Chapter 26

19 4 0
                                    

"Kadang ya, sukses itu berkat power of kepepet." Pak Dono bercerita di depan kelas. "Kayak cerita itu, lho, bakar kapal sebagai taktik perang. Jadi antara menang atau mati, dan siapa sih yang mau mati?"

Secara mengejutkan, suara kecil Lisie tidak lagi menjawab, "Saya".

"Tokoh sejarah itu siapa namanya?"

Napoleon, jawab Lisie dalam hati. Pasti ada yang tahu kan? Ah, biar mereka jawab aja.

Hanya saja, kenyataan dari kelas itu;

Krik, krik ....

Murid-murid memandang satu sama lain bingung.

"Lah, malah hening. Tokoh sejarah yang terkenal itu, lho. Kelas 12 IPA 1! Kalian lulus SD, nyogok ya?"

Teriakkan itu tidak mengubah keheningan. Tidak secara ajaib membuat para murid mengetahui jawabannya.

Angkat tangan, angkat tangan! minta batin terdalam Lisie. Kamu kan tahu, jawabannya.

Tapi aku takut. Lisie menggenggam tangan kanannya yang sedikit bergetar. Aku gak pernah angkat tangan sebelumnya.

Tentu. Tapi ingat saja, there's nothing to lose.

Fine. Sisi malaikatnya menang.

"Ayo, Lisie!" Pak Dono berbinar senang. "Akhirnya kamu bisa bicara."

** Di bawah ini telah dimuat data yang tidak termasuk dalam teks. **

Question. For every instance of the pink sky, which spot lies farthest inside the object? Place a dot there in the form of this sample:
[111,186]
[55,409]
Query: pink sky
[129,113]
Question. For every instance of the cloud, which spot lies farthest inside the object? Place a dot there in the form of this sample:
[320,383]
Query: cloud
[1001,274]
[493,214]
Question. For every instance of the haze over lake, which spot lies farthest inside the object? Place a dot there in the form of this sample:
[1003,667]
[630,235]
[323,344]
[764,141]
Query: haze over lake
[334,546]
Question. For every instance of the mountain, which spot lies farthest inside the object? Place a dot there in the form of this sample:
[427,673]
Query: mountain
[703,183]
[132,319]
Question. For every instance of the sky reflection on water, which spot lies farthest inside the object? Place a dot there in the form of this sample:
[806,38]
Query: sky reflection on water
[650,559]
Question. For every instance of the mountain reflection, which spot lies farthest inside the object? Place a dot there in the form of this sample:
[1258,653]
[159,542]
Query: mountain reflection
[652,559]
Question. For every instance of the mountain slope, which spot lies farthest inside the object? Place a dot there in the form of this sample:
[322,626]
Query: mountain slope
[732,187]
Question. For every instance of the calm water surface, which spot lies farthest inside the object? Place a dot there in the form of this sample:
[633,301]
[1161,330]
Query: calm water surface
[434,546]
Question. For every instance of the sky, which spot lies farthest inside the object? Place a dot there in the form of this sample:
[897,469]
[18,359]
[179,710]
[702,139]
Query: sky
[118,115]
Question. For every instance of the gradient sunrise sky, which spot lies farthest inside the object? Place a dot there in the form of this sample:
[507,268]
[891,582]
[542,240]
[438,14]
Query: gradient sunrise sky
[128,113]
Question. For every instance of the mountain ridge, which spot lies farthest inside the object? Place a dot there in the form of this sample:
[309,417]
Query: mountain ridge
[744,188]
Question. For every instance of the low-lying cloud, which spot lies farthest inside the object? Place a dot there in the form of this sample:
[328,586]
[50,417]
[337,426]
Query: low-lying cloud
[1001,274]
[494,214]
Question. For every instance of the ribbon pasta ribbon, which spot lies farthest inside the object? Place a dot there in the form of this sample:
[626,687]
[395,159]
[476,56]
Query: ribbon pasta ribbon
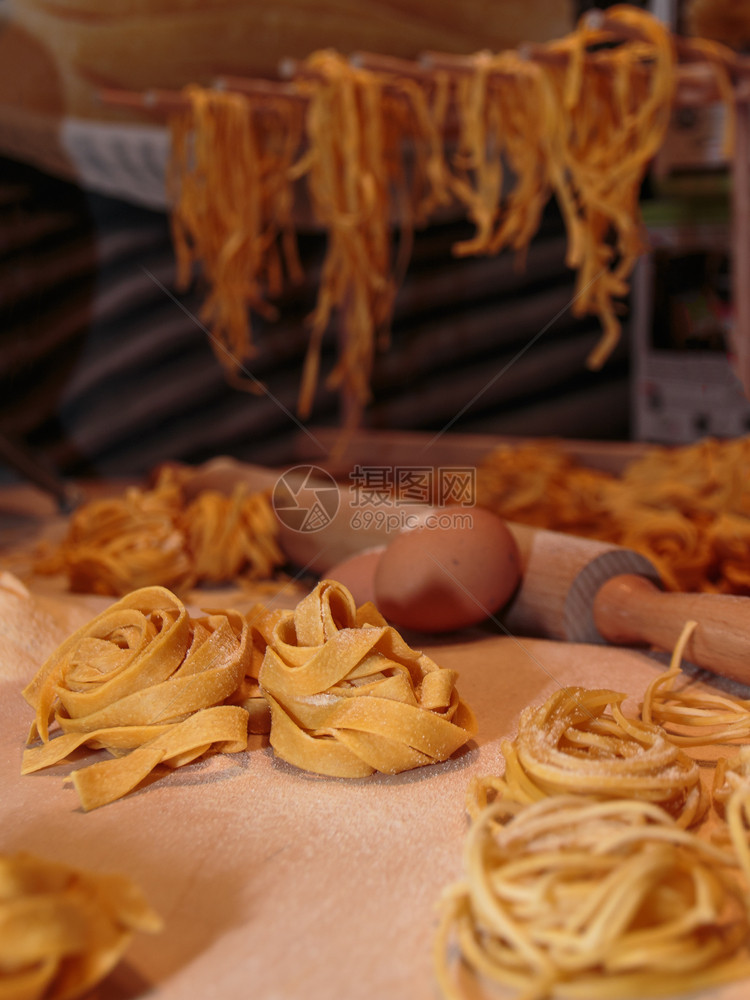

Ya, berkat misi yang Bapak berikan ke Samuel. "Napoleon Bonaparte, Pak."

"Bener sekali! Diam-diam pintar juga kamu. Tuh kelas, dengar. Napoleon."

Setelah itu, Pak Dono melanjutkan materinya. Hanya Lisie belum bisa move on. Masih dalam efek terpesona.

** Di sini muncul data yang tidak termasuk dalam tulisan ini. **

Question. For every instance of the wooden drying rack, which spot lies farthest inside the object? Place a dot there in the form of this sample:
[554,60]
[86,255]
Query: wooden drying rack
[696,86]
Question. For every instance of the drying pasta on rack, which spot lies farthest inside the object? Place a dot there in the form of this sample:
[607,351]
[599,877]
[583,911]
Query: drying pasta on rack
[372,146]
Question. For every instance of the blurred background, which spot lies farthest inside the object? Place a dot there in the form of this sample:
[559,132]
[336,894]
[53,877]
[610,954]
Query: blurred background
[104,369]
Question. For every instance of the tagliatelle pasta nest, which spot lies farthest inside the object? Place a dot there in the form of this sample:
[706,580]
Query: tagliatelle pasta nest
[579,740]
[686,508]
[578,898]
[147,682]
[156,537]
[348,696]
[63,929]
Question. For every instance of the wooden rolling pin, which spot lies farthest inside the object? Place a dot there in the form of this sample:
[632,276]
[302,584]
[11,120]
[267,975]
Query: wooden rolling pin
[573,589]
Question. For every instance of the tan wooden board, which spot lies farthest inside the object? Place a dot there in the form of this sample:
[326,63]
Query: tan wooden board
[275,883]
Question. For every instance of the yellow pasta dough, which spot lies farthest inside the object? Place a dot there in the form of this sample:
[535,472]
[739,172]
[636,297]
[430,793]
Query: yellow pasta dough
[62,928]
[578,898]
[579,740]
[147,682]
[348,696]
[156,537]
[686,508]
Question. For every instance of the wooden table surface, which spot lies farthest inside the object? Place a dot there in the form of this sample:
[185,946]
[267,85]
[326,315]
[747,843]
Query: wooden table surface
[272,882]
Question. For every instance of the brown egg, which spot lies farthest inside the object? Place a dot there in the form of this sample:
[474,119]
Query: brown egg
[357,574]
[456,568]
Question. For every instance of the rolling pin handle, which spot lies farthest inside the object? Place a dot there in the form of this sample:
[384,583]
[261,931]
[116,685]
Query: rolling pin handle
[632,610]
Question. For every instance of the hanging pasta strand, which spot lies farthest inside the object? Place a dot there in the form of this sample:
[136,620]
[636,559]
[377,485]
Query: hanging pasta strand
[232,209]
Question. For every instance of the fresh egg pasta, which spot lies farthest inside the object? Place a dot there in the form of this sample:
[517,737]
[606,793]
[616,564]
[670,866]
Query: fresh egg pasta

Apa begini, perasaan didengarkan dan opini pribadi yang tersampaikan? Coz it feels so good.

Lisie tergelak tanpa suara. Jadi ini, yang selama ini Samuel gembar-gemborkan.

***

Harris meletakkan nampan makanan di depan meja. Sepasang matanya sudah siap mengungkit satu hal ini. "On what earth, seorang April Lisie angkat tangan pas ditanya? On what earth?!"

"Planet earth," balas Lisie tidak acuh. Sekarang, prioritasnya semangkok bakso yang tengah mengepul ini.

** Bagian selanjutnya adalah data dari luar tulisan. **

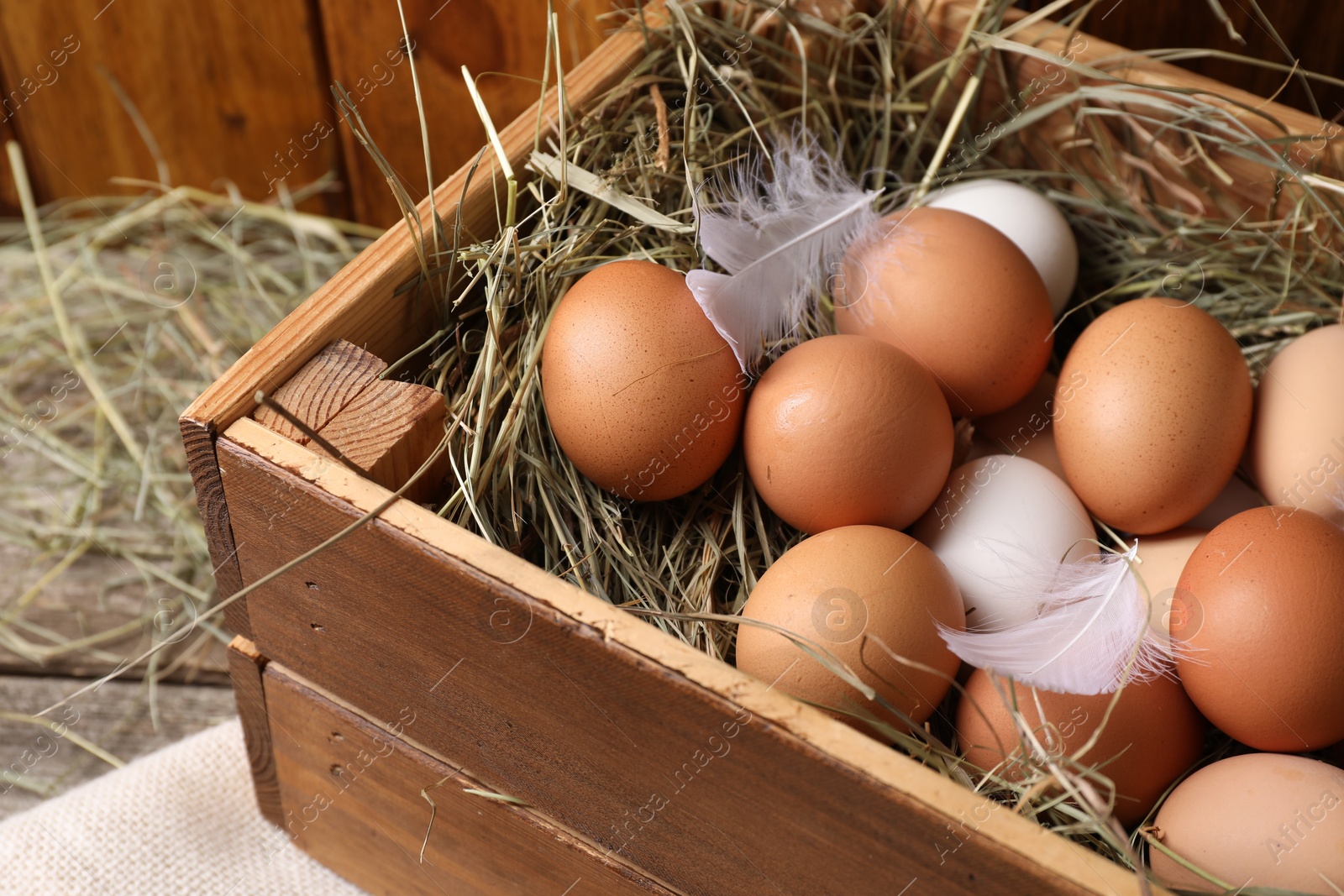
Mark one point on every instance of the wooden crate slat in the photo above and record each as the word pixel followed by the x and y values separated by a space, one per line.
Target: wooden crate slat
pixel 246 668
pixel 322 389
pixel 591 712
pixel 354 795
pixel 198 438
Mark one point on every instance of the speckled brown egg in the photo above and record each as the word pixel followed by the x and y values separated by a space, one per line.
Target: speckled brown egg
pixel 1160 562
pixel 1160 410
pixel 958 296
pixel 642 392
pixel 1260 651
pixel 833 590
pixel 1023 429
pixel 1297 439
pixel 1152 738
pixel 1256 821
pixel 847 430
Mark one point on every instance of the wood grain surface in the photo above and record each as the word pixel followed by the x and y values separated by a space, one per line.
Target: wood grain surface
pixel 116 718
pixel 228 92
pixel 360 304
pixel 676 778
pixel 246 667
pixel 198 439
pixel 353 799
pixel 322 389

"I'm serious, kamu kesambet apa sih? Ketimpa pohon mangga? Kejatuhan buah kelapa? Kepentok tiang listrik? Apa?!"

Lisie mengangkat bahu. "Pengin coba hal baru aja."

Tidak ada angin, tidak ada hujan, Eve ikut nimbrung.

Ya, Eve mengata-ngatai dan mengajak Lisie kelahi. Everrine yang itu.

"Hi, guys!" Eve duduk tepat di samping Lisie. "Asyik ngobrolin apa nih, ikut dong."

Lisie melayangkan pandang sejenak, sebelum matanya mendatar.

Sedangkan Harris, tidak kalah bingungnya. Tentu aja ia telah tahu perihal perkelahian mereka tempo hari. Memar di tubuh Lisie dan mata bengkak Eve menjelaskan semuanya.

Pertanyaannya, apa mereka sudah berdamai?

"Yuk, Harris, pindah bangku. Di sini ada setan."

Oh. Harris mengikuti dengan linglung. Berarti belum.

Selesai pindah bangku pun, Eve masih ikut. Selayaknya dia turut diajak. Ia masih berceloteh panjang lebar, tentang followers-nya yang menyusut, rambutnya yang kusut, dan ... God knows what.